Whoever said perfection was not attainable hasn’t met this teen!
Mastering a feat not accomplished by many (less than one percent to be exact), Mario Hoover can now add “perfect ACT score,” to his list of accomplishments per reports from ABC7 Chicago.
“It’s amazing,” he shared. “When I first saw the score, I was surprised. I was exalted, astounded.”
The ACT is a standardized test that measures students’ skills in five core areas that include English, Math, Reading, Science, and Writing, which is an optional portion of the exam. The test is given to students who are juniors and seniors who can then submit their scores to colleges as a part of the application process.
They are given 45 minutes to answer 75 questions.
A Perfect Kid
As a junior at Providence St. Mel High School located in Chicago, IL, Hoover is now referred to as “Mr. 36,” a nickname that stems from his perfect score on the test. He makes up less than one percent of students on a national scale that manages to lock in that perfect score on the test.
“This is a 36!,” said his mother Zippora Collins when recalling her initial reaction to her son’s score. “I’m like, Mario is this real?”
The 16-year old walked away with a 29 the first time he took the assessment. The second time’s a charm as he’s now achieved perfection.
“It was great that that happened,” said Hoover. “But I never intended, like, I never imagined that I would get a perfect score.”
A School Of Scholars
High ACT scores are a recurring theme at Providence St. Mel, but achieving a perfect score has been unheard of in the high school’s 42-year-old history — that is, up until Hoover.
“We have a senior this year who earned a 34 on the ACT this year,” said Providence St. Mel alum and principal Timothy Ervin. “We’ve had students earn 34s, 35s, 33s.”
A Better Future
When Collins initially made the decision to send her son to what is known as one of Chicago’s most prominent high schools, she said that she really had no other option. The public school in East Garfield Park, where they resided, shut down when Hoover was in the third grade.
“I’m from this neighborhood, so I know what’s going on,” said Collins, who didn’t want her son to fall victim to the gangs and violence plaguing the area.
Now she says the high schooler has his teachers to thank for pushing him to work hard to achieve the perfect score.
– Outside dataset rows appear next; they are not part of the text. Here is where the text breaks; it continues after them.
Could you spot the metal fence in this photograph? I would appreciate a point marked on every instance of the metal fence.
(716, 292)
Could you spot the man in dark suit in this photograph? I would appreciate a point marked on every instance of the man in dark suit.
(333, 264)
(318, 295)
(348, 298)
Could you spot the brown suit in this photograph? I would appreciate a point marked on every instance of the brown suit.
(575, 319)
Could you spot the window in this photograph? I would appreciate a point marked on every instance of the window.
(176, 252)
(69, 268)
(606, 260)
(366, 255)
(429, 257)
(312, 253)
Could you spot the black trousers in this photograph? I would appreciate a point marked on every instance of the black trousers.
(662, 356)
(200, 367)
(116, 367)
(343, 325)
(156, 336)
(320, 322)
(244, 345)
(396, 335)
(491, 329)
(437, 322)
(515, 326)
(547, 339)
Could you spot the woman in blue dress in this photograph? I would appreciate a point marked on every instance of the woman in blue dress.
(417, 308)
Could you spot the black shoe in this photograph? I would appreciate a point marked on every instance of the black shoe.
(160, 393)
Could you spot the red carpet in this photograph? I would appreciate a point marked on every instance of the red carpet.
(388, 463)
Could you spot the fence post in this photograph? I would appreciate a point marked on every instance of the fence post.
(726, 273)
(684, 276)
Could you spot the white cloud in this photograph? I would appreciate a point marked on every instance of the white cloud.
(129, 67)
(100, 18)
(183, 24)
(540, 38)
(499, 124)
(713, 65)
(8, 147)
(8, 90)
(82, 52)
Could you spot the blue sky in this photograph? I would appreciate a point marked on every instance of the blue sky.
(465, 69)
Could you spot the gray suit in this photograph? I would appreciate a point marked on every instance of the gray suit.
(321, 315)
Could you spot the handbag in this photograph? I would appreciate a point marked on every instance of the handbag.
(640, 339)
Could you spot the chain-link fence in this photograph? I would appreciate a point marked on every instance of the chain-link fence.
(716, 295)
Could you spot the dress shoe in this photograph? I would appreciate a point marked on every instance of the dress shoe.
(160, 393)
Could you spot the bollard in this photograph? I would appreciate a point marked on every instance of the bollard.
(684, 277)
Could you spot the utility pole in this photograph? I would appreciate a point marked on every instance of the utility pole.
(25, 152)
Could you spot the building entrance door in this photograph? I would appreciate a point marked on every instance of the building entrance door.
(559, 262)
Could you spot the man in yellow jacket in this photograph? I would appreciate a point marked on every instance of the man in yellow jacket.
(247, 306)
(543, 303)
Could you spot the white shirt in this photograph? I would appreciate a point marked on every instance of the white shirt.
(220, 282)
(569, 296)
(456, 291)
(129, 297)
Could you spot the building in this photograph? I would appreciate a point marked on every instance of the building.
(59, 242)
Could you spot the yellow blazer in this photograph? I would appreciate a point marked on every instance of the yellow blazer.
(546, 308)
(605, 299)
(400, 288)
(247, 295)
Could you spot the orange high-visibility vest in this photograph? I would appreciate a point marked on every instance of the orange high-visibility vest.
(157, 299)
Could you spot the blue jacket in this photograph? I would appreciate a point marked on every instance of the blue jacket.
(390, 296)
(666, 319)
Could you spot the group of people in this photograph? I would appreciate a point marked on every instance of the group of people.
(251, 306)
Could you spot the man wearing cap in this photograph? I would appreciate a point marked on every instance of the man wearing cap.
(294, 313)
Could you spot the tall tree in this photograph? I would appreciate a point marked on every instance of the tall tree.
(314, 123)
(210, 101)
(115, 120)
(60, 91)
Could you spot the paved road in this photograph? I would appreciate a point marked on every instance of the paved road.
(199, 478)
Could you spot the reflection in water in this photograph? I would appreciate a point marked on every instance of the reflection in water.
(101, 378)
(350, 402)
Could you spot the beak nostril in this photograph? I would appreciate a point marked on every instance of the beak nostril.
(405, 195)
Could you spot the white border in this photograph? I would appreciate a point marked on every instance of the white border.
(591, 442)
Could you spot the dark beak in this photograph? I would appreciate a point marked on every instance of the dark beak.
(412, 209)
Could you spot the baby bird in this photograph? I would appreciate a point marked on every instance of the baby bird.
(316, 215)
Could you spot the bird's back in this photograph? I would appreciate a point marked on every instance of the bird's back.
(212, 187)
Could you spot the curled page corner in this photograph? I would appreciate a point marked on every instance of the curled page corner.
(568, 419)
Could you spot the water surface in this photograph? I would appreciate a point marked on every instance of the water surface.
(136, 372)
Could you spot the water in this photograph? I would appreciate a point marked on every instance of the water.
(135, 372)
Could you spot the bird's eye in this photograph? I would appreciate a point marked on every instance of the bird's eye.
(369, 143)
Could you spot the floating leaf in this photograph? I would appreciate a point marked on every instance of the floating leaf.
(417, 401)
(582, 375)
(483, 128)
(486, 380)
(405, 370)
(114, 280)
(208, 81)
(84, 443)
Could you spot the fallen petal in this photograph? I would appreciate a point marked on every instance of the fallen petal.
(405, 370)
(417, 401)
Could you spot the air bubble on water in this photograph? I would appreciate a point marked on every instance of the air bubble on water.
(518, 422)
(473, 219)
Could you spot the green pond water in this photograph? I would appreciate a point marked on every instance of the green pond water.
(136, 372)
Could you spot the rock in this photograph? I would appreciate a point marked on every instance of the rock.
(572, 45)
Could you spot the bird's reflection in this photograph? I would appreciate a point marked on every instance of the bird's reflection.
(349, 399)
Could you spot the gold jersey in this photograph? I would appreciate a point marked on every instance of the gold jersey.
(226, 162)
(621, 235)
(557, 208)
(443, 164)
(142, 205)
Hoover is quite the scholar, maintaining a 3.9 GPA while balancing advanced classes and being an all-state musician and member of the track team. In his free time, he even volunteers at the local Boys and Girls Club and a nearby hospital, which fuels his dreams of becoming a neurosurgeon.
“[I’m] Doing the best that I can to boost my academic career and professional career to inspire others to do the same,” Hoover said, according to ABC7 Chicago. “Because once you have that platform, you can inspire people to change the world and you can also change the world.”
While Columbia University is a top prospect for the teen, this summer he will attend a two-week program for high school students in England at Oxford University.